And sure enough, his next sentence was, “But our partners must meet
their financial obligations.” And he continued this way: “And now,
based on our very strong and frank discussions, they are beginning to
do just that.”

What is this based on? Earlier this month, he declared the exact opposite:

We only ask that all of the NATO members make their full and proper
financial contributions to the NATO alliance, which many of them have
not been doing. Many of them have not been even close.
Trump’s claim is that in the span of less than a month, he managed to
completely shift the defense spending priorities of an entire
continent. This, suffice it to say, did not actually happen.

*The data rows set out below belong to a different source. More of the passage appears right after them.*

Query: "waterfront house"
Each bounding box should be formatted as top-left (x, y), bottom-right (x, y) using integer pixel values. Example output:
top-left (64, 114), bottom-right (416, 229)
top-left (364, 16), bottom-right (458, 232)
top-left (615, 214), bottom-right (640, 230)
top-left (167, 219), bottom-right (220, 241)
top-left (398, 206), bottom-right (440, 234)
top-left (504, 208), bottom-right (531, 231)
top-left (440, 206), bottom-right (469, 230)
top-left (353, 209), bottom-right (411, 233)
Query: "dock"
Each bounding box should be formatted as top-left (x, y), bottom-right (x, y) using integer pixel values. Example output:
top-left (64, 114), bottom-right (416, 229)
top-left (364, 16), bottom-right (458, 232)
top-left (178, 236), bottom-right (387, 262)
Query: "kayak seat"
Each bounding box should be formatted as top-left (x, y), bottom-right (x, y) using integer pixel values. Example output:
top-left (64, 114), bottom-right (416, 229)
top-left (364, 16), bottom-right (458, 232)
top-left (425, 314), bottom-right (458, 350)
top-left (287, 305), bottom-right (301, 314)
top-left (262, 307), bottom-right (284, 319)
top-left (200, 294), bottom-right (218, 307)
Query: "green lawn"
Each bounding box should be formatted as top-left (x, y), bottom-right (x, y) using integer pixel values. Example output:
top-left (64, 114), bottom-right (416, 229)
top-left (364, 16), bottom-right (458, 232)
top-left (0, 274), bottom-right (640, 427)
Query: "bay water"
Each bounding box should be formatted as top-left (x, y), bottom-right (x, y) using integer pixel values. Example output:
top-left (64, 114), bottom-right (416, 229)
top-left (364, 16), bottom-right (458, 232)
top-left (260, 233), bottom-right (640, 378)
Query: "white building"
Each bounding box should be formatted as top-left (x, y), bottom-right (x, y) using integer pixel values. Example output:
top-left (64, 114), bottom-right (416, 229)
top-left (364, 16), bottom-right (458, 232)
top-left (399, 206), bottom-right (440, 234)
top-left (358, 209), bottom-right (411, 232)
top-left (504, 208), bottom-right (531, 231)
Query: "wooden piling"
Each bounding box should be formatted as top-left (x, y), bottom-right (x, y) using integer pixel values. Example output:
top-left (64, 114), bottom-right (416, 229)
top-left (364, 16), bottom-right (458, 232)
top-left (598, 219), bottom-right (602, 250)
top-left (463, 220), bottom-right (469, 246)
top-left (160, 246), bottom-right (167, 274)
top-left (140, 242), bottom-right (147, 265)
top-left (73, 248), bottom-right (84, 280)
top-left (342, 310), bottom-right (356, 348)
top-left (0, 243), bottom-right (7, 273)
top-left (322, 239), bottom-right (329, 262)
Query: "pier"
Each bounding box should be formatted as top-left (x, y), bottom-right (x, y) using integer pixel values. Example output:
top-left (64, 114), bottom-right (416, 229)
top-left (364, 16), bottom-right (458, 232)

But if it’s what it takes for Trump to stop disrupting the Atlantic
alliance structure, Angela Merkel and Theresa May probably won’t be
complaining. To help matters, Trump made literally no reference of
Russia, Vladimir Putin, or Syria, the major points of contention
between him and our NATO partners (not to mention most other US
politicians). He wasn’t standing down, but he was purposely not
escalating this particular conflict.

Loser: immigrants of all kinds
Immigration Activists Protest At ICE Detention Center In New Jersey
An anti-ICE raid protest. Spencer Platt/Getty Images
Trump usually cloaks his anti-immigration rhetoric in security
concerns. That was the rationale behind his Muslim ban proposal after
the Paris attacks, and then his initial executive order restricting
entry from several majority-Muslim countries. It was even present in
his speech announcing his presidential run, when he declared, “When
Mexico sends its people, they're not sending their best. … They're
bringing drugs. They're bringing crime. They're rapists.”

But senior members of his team, including Steve Bannon and Stephen
Miller, have always embraced a comprehensively nationalistic
opposition to immigration, on the grounds that it endangers not only
Americans’ safety but their economic livelihood. As Bannon said on a
radio program with Miller in March 2016, "the beating heart of this
problem" is that "we’ve looked the other way on this legal
immigration." The problem isn’t just criminals — it’s any immigrants
serving as competition to American workers.

This was the view that Trump expressed in his speech Tuesday night.
"Protecting our workers also means reforming our system of legal
immigration,” he argued. “The current, outdated system depresses wages
for our poorest workers and puts great pressure on taxpayers."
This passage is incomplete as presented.